Согласен с А. И. Гуровым: во-первых, мы должны признать мафию явлением потому, что знаем: именно мафия заинтересована сегодня в командных методах управления экономикой. Что её спасение — в бюрократии. Что её погибель — в гласности. Не зря же именно время застоя оказалось наиболее благоприятным для мафии.

— Но если кланы мафии уже создали свои боевые отряды, не могут ли они использовать их для дестабилизации обстановки в стране?

Александр Иванович Гуров такой возможности не исключает.

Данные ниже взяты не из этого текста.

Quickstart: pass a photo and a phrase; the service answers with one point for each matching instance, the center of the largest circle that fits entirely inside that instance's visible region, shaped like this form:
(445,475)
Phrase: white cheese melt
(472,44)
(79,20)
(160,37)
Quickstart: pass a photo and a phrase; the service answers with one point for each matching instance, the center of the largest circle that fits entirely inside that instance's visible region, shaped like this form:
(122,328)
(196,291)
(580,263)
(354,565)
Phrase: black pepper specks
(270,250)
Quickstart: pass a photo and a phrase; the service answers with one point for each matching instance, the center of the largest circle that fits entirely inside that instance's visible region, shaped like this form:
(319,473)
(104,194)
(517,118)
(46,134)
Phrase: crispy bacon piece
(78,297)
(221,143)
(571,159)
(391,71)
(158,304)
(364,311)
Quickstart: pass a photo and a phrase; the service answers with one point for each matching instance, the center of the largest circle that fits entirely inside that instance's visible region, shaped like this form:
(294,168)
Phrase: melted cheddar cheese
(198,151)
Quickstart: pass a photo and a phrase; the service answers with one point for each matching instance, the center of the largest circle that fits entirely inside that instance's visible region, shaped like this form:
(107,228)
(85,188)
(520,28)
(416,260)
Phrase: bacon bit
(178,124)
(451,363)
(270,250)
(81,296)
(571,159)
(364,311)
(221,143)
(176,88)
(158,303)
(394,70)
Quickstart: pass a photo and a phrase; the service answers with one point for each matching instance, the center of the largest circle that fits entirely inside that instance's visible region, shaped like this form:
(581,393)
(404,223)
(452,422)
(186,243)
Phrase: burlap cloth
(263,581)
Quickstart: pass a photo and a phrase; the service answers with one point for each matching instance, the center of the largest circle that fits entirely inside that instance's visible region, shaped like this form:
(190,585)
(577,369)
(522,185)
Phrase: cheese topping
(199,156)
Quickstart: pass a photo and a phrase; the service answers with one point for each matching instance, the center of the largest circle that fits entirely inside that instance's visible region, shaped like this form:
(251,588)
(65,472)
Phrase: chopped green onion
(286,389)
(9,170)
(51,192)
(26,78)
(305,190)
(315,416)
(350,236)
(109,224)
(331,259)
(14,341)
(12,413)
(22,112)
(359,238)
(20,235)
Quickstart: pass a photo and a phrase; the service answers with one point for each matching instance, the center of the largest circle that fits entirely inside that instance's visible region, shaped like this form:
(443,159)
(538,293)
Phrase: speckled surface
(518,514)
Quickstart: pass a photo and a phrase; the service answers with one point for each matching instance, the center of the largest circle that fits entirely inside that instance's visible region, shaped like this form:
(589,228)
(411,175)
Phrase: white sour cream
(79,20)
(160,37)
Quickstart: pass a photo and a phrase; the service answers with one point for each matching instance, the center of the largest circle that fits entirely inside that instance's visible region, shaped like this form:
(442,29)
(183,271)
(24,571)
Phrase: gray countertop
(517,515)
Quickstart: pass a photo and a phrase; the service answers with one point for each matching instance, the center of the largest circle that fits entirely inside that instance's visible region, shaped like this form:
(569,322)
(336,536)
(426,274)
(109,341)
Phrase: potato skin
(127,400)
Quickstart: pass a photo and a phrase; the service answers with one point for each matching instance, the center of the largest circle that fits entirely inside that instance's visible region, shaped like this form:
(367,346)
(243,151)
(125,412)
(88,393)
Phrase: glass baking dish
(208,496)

— И последний вопрос. А вас не накажут ваши руководители за то, что рассказали правду мне, журналисту?

Он пожимает плечами:

— Сейчас, кажется, не должны...

Чуть подробнее о моем собеседнике. Придя после армии в милицию и поступив одновременно на вечернее отделение юрфака МГУ, А. И. Гуров поразился несоответствию того, что видел, и того, о чём читал в учебниках и слышал на лекциях. На занятиях ему объясняли, что «в СССР ликвидирована профессиональная преступность», а на службе ежедневно встречался с этими «ликвидированными». Однажды профессор Н. Ф. Кузнецова предложила ему написать реферат, который впоследствии стал кандидатской диссертацией, но это уже потом, когда он успел поработать в уголовном розыске, в том числе и в МВД СССР, а потом перейти на работу в НИИ МВД.

«Мне всё время давали подзатыльники, когда я доказывал, что профессиональная преступность существует. К счастью, поддержали начальник (в то время) НИИ Игорь Иванович Карпец и его зам — В. Н. Бурыкин. Но пока доказывал, вышел уже и на организованную преступность».

Этой новой для советской криминологии теме посвящена докторская диссертация А. И. Гурова, которую он защитил весной этого года.

Не удержусь, расскажу ещё об одном эпизоде из его биографии. Возможно, некоторые читатели сейчас мучительно вспоминают: «Гуров. Гуров... Знакомая фамилия». Ещё не вспомнили?.. Однажды его фамилия облетела все советские газеты, а его поступок вызвал ожесточённые споры. Александр Гуров, тогда ещё младший лейтенант милиции, застрелил знаменитого льва Кинга, который «играл» (как было написано в газетах) со случайным прохожим на школьном дворе почти в центре Москвы.

Но и эту давнюю историю я вспомнил сейчас не просто так.

— Александр Иванович, если сравнить льва с мафией, то всё-таки... Лев готовится к прыжку или уже прыгнул?..
— Лев прыгнул.

Мы только начинаем узнавать всю правду. О многом — лишь догадываемся. О многом — не подозреваем.

Мы начинаем. И не исключено, что за какими-то загадочными явлениями нашей действительности увидим лик мафии, умело манипулирующей поступками и происшествиями.

Мы начинаем, заявляя сегодняшней публикацией свою ближайшую программу.